Humans are creatures of habit, so if you find yourself returning to your familiar food habits after the cleanse - despite the info your body so kindly provided you with - you are far from alone.
One way to think about making food choice changes is to consider habit vs desire. I’ll give an example from my own experience. At some point, through some trial and error, I realized that my body no longer appreciated the ratio of carbs that had been a working baseline for years.
With this information, I examined each serving of carb that I ate and asked the question: “Am I eating this because I want it, or simply out of habit?”
Some of the answers surprised me. Regarding pasta - I realized I didn’t really care about the pasta; it was simply a convenient vehicle for a yummy sauce. Which led me to the great discovery that pasta sauces taste great on veggies! (This was long before spiraled veggie noodles became popular.)
Same with cheese and crackers: for the most part, I was not so interested in the cracker (with some exceptions). Mostly crackers were a convenient way to get the cheese into my mouth. Turns out thinly sliced apple and zucchini (cut on the bias to make is nice size “cracker) are great cheese vehicles.
Toast was a little different. I LOVE toast. Toast is in the “desire” category. But I found I could easily change my habit of daily toast to an every-so-often habit - and enjoy it even more. I didn’t really need or want toast every single day - that was the habit.
My discoveries of ways to easily lower my carb intake meant I felt better in my body without creating a sense of deprivation.
Your discoveries will be different, based on what your body tells you, and what your habits and desires are.
And of course, there will be cases of your body’s needs and your desires clashing.
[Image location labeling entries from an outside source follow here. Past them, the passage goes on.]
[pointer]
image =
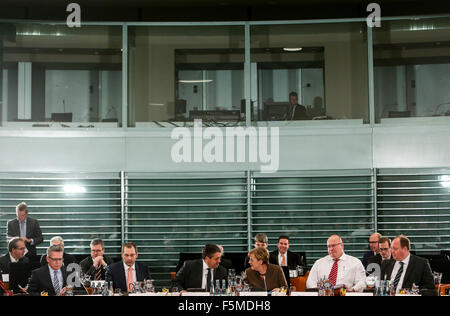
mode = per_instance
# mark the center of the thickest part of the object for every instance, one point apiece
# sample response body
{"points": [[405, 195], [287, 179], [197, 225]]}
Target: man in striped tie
{"points": [[52, 277], [406, 269], [338, 267]]}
That calls for a different strategy.
For now, focus on the easy changes: let go of the stuff that you eat out of habit, and always thoroughly enjoy whatever you eat.
Let me know what food habits you discover you can change up or let go of without suffering.
Create mindful new habits.
1 ½ lb of eggplant
1 tsp salt
2 tsp minced garlic
1/2 cup tahini (or more if you wish)
3 Tb lemon juice (or more to taste)
2 Tb olive oil
1 tsp toasted sesame oil (optional)
Bake the whole eggplant on a baking sheet at 400 until the flesh is soft (a fork pierces it easily). Let it cool. Halve it and scoop out the flesh from the skin.
Mix salt, garlic, and tahini together in a large bowl, then combine with the eggplant. Add the lemon juice and mix well. Mash with a potato masher until smooth.
Alternatively, put all the ingredients and a food process and pulse until smooth.
Put the Baba Ghanoush in a serving dish. Drizzle the olive oil and optional sesame oil over the top.
Serve with sliced veggies for a delicious end-of-summer appetizer.